LDS members told to raise standards high
Pres. Hinckley announces changes to streamline a large and diverse church
The challenges of a "very large and complex church" have prompted leaders of The Church of Jesus Christ of Latter-day Saints to announce changes aimed at streamlining administration, accommodating an increasingly diverse membership and setting higher standards of moral purity for prospective missionaries.
"In effect, we have taken the church apart and then put it together again," President Gordon B. Hinckley said Saturday evening in an address to the priesthood, gathered at the Conference Center and in LDS meetinghouses worldwide for the church's 172nd Semiannual Conference.
He then presented a series of changes and a set of financial priorities and moral standards that members will be asked to adhere to with increased faithfulness.

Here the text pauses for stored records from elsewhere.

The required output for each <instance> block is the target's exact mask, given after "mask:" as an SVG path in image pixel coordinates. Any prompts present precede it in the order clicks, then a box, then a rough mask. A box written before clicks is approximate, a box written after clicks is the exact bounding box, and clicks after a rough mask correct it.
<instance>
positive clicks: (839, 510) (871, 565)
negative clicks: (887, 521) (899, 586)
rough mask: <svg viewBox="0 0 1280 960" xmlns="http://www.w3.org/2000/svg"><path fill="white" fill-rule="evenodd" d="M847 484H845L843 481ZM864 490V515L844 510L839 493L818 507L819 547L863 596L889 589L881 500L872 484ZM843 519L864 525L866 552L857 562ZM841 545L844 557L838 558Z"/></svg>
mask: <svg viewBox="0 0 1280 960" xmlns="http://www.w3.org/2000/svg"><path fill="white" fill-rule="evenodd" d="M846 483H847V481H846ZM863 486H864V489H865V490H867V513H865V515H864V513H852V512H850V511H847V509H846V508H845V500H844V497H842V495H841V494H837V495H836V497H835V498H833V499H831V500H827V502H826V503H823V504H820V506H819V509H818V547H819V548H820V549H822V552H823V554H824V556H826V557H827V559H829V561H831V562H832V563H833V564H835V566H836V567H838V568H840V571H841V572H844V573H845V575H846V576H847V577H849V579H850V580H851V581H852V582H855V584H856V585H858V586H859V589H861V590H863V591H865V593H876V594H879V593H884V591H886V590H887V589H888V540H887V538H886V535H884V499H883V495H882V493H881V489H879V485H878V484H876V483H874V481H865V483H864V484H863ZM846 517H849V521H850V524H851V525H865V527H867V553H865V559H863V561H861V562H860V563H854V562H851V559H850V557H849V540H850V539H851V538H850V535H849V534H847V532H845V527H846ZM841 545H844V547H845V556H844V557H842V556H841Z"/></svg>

Some will notably affect the ways Latter-day Saints live their daily lives and the cultural expectations that have evolved among members, particularly in the church's heartland:
- In the future, departing missionaries will speak at a farewell service, but family members will not participate. Open-house receptions following the farewells are to be discontinued, President Hinckley said, adding that family gatherings are appropriate.

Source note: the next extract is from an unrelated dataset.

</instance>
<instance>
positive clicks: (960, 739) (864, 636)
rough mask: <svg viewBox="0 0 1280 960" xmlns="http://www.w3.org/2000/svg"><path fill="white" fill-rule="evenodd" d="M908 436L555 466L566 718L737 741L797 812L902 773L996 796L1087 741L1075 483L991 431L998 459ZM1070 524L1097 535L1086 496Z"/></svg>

- Standards of worthiness for departing missionaries will be heightened.
- And temple recommend interviews will take place once every two years instead of every year.
President Hinckley endorsed the strong remarks of Elder M. Russell Ballard of the Quorum of the Twelve regarding missionary worthiness: "We cannot send you on a mission to be reactivated, reformed or to receive a testimony. We just don't have time for that . . . .
"Please understand this: That the bar for the standard for missionary service is being raised. The day of the 'repent and go' missionary is over," Elder Ballard said.
He also counseled bishops to "judge wisely and remember not every young man need to be called to serve away from his home; some may best serve under your direction as ward missionaries."
President Hinckley urged church members to accept the new directives with the spirit in which they were presented. "I speak with a desire to be helpful," he said.